Dandelion is here. Although we advance not to make any kind of bow, like the editors of Flann O’Brien’s student magazine, nor comprise a depraved body of men, we are as proud as bantams.  We are pleased to introduce a new type of journal, made by and for postgraduate research students. New in the sense that Dandelion, though originating at Birkbeck College, is designed to be an independent project of collaboration across different universities. We are a Student-led Initiative supported by the Arts & Humanities Research Council, so along with the bi-annual journal presented here Dandelion is also an open online network. Anyone working in the arts and humanities is welcome to use this website to promote events, start groups, circulate reading materials, and post in the forums with matters related to research and training. For our second issue going out in early 2011 we will be taking submissions from any arts researcher, as well as building an inter-institutional editorial and advisory board. For our third issue we will recruit a peer-reviewing team for submissions. Right now we encourage researchers to use the journal as a supportive publishing experience.
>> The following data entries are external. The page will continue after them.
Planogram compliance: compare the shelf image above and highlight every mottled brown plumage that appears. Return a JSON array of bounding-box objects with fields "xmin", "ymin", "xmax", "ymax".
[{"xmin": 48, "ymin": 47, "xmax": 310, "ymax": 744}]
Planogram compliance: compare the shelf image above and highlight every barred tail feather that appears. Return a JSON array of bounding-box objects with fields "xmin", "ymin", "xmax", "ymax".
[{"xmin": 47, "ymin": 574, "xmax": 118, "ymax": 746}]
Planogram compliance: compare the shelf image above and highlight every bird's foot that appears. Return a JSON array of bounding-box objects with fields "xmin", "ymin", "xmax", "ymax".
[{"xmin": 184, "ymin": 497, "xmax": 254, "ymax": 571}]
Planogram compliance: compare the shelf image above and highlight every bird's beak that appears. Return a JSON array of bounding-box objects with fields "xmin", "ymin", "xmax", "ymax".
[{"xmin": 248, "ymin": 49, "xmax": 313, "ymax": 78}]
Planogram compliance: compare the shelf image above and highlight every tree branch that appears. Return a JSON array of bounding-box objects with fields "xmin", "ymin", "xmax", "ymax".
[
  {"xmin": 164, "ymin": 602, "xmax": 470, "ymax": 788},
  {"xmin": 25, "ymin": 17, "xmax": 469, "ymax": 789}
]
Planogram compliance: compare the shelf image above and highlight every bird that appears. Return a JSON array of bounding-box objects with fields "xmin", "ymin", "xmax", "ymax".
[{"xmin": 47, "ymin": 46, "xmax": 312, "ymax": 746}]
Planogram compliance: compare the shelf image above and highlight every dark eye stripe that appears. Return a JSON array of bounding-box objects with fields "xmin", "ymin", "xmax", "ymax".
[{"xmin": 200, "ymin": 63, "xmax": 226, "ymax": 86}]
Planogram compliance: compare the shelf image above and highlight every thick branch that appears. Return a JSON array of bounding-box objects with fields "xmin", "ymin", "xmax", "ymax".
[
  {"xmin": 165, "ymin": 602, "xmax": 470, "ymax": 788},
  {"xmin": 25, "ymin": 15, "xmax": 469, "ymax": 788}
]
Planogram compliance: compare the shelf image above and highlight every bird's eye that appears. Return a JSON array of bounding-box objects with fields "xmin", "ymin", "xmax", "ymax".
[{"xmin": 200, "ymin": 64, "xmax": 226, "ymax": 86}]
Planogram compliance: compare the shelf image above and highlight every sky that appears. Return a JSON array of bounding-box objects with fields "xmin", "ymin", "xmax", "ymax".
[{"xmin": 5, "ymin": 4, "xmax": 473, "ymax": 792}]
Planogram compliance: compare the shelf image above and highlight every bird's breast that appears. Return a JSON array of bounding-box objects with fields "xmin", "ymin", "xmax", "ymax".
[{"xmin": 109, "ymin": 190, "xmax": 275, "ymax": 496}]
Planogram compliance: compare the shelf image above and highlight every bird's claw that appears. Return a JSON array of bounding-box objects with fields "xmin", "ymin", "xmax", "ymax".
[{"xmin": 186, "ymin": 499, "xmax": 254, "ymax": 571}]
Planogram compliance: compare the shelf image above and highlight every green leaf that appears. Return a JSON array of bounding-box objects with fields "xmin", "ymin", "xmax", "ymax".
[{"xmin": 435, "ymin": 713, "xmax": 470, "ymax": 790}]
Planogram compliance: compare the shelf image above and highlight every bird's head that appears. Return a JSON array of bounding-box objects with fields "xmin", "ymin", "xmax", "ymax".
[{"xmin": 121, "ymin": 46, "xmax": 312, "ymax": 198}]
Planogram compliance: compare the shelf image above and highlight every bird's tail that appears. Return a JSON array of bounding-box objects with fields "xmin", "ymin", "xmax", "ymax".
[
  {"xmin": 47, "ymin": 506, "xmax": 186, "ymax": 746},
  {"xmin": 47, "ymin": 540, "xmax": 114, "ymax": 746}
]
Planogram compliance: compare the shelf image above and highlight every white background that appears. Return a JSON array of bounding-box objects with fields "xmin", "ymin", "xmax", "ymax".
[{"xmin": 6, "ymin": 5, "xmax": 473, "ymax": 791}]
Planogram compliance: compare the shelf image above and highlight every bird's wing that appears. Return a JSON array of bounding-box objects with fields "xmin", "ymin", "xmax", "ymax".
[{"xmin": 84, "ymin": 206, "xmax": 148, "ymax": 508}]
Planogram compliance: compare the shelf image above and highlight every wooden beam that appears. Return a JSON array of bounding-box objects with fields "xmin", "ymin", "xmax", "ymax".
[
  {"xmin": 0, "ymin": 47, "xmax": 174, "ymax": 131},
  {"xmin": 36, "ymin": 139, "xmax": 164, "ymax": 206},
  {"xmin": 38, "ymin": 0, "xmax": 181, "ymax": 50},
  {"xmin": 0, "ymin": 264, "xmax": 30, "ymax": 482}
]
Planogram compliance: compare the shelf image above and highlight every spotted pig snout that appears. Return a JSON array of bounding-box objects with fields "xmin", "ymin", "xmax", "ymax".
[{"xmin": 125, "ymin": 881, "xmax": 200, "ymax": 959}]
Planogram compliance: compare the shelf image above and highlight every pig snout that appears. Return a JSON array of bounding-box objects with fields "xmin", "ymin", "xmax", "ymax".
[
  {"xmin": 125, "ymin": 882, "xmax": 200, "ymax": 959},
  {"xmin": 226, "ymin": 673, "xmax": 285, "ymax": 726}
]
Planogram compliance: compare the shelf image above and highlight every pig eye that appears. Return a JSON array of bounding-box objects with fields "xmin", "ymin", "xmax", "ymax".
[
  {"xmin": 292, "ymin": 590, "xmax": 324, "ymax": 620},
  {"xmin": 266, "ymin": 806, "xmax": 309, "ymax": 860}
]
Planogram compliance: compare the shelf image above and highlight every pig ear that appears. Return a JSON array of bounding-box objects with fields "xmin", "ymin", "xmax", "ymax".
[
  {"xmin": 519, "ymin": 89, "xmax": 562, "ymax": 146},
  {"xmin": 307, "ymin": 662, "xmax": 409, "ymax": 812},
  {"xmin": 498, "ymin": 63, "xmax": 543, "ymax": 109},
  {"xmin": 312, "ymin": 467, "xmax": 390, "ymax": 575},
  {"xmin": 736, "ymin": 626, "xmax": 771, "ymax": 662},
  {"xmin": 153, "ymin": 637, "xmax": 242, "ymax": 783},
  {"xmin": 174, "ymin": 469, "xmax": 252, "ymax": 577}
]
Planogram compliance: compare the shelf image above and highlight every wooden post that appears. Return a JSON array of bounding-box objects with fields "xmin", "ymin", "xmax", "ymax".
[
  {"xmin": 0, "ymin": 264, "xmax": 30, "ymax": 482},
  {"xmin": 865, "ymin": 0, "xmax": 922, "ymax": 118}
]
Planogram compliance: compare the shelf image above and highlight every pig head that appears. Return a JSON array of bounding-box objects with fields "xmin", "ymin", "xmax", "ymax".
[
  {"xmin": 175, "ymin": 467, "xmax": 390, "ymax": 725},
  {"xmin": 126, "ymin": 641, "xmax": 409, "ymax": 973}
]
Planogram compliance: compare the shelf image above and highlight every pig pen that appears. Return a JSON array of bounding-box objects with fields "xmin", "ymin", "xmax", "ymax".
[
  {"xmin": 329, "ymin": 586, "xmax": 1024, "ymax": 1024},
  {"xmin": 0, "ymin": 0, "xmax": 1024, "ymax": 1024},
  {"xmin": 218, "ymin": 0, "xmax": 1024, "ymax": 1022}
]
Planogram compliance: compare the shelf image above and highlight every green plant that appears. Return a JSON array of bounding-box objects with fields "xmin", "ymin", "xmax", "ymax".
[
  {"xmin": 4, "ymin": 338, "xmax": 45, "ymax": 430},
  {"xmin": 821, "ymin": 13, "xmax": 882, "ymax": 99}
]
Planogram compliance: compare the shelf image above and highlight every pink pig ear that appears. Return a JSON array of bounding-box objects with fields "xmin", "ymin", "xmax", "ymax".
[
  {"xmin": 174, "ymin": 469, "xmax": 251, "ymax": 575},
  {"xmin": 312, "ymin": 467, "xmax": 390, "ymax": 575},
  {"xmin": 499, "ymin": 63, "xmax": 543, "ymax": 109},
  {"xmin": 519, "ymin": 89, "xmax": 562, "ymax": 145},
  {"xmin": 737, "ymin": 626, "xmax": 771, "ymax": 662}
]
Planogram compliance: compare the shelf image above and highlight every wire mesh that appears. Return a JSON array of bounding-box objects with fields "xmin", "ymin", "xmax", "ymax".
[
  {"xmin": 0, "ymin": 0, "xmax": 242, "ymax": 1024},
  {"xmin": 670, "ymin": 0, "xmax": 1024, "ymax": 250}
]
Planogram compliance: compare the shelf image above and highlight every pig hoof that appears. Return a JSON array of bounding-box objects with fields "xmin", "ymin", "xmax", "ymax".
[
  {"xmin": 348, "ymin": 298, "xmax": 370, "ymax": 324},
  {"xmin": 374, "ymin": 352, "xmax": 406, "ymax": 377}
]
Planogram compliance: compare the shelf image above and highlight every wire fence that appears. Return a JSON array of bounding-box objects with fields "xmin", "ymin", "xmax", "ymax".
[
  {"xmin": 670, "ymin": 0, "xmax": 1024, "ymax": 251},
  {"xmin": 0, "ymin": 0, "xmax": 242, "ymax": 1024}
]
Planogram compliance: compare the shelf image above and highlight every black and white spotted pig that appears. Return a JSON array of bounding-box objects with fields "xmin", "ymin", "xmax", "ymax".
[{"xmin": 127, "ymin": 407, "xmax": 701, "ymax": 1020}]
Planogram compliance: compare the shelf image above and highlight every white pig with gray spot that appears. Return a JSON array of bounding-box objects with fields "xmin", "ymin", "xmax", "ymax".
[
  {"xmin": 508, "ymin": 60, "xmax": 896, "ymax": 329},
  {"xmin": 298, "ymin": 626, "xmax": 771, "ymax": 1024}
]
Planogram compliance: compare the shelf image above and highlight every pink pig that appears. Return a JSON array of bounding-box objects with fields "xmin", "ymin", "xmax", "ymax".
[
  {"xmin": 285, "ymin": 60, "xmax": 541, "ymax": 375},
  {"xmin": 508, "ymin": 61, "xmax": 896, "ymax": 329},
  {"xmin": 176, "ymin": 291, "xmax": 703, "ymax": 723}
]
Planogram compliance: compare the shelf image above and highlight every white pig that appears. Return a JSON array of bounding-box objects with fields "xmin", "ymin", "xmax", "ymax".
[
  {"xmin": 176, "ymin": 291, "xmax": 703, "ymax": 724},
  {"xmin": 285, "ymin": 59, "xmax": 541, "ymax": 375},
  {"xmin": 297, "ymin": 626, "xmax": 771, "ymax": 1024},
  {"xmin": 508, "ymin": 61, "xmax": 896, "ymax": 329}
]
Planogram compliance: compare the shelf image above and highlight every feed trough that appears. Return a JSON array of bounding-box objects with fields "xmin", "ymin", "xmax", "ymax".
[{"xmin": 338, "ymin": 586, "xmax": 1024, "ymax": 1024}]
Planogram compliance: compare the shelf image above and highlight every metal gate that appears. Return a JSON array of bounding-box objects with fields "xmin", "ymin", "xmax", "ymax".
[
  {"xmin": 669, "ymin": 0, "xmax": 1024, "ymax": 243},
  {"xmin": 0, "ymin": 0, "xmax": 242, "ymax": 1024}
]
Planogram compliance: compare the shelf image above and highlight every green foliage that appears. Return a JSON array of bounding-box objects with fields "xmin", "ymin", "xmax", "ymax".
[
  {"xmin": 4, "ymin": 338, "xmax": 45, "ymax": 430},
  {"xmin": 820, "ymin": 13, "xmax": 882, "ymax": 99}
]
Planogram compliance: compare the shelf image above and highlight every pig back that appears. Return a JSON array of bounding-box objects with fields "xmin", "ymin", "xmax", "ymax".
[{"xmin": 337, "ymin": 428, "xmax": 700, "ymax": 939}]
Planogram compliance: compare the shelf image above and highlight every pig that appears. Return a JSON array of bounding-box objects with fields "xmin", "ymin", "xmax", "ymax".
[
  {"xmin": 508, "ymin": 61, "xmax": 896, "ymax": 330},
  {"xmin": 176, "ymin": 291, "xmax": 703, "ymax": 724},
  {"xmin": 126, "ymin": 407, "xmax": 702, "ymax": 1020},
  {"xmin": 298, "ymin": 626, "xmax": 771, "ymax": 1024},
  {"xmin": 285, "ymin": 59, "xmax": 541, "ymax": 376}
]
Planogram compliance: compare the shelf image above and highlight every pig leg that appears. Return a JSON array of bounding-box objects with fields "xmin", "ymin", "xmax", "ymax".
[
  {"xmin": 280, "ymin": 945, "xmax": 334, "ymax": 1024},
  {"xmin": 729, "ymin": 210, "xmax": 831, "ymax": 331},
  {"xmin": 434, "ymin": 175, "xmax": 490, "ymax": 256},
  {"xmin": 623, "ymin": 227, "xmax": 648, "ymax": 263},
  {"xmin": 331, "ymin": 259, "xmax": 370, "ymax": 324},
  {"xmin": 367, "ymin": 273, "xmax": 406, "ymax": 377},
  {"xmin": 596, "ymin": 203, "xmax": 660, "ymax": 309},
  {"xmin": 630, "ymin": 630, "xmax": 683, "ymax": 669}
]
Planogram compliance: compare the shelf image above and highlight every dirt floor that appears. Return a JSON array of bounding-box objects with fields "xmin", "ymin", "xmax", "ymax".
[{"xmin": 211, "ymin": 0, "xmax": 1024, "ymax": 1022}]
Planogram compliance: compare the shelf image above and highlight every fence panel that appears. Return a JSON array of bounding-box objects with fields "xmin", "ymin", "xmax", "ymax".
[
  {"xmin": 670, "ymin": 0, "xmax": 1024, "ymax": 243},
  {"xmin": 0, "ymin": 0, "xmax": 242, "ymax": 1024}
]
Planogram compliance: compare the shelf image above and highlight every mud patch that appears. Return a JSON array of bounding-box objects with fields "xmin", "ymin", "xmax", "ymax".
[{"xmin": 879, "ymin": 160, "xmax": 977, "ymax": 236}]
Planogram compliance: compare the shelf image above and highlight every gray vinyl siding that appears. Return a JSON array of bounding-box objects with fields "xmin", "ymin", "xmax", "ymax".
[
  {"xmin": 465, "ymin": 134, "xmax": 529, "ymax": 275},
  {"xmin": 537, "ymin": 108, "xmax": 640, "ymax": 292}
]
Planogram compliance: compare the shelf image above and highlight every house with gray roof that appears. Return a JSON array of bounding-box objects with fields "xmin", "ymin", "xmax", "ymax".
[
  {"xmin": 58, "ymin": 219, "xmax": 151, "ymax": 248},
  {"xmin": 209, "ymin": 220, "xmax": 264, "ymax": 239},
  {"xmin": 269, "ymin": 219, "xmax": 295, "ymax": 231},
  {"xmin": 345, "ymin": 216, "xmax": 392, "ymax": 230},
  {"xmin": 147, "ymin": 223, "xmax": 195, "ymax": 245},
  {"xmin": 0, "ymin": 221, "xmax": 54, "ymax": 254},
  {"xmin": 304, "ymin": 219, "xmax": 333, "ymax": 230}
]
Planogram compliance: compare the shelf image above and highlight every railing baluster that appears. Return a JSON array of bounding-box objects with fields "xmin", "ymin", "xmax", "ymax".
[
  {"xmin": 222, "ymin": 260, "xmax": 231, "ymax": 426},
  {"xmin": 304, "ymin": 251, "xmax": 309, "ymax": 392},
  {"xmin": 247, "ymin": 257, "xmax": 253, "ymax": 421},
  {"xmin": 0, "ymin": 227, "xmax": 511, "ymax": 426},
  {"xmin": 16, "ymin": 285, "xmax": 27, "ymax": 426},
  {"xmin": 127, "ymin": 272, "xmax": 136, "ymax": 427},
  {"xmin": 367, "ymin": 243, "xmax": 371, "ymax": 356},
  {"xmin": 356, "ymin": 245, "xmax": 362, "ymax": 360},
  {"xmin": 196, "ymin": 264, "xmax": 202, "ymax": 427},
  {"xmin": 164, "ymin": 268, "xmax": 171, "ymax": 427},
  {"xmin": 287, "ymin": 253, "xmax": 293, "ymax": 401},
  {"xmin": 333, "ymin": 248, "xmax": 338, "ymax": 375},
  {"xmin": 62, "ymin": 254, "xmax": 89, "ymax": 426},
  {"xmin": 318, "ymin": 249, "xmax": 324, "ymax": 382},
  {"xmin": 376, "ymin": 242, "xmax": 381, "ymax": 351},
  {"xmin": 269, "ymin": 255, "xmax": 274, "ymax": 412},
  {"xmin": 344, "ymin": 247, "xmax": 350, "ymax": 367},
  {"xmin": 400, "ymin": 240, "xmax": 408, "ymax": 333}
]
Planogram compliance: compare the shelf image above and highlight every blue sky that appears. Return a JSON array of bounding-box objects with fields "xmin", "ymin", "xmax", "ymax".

We present Dandelion not as an answer to the ‘publish or perish’ culture, but as a supplement. We understand that students need to send  work to international journals related to a specific field; Dandelion exists to offer a space for testing new ideas, for shaping your work, and showcasing the many offshoots one finds whilst writing which though interesting and well-researched, may not go in the final thesis.

Cartoon

To this end, we understand that we are learning as we go, less like the ‘cruel and cynical men’ of Blather and more like their contemporaries at The Booster, Alfred Perlès, Lawrence Durrell and Henry Miller, who wrote in their opening editorial of November 1937: ‘If we are dogmatic it is only because we are uncertain of ourselves. That is why we are not dogmatic but phrenetic, diseased, polymorph, glabrous, picayune, insomniac, vertiginous and cartiligenous.’ We are all learning, uncertain, but with high standards for our own and others’ work. We invite you then to Dandelion, and welcome any involvement you may like to suggest – as reader, reviewer, editor or author.

We are delighted to present our first number, with the theme of ‘Genre’. We decided this would be a sufficiently open and interesting topic to bring together postgraduate work from different areas of the arts.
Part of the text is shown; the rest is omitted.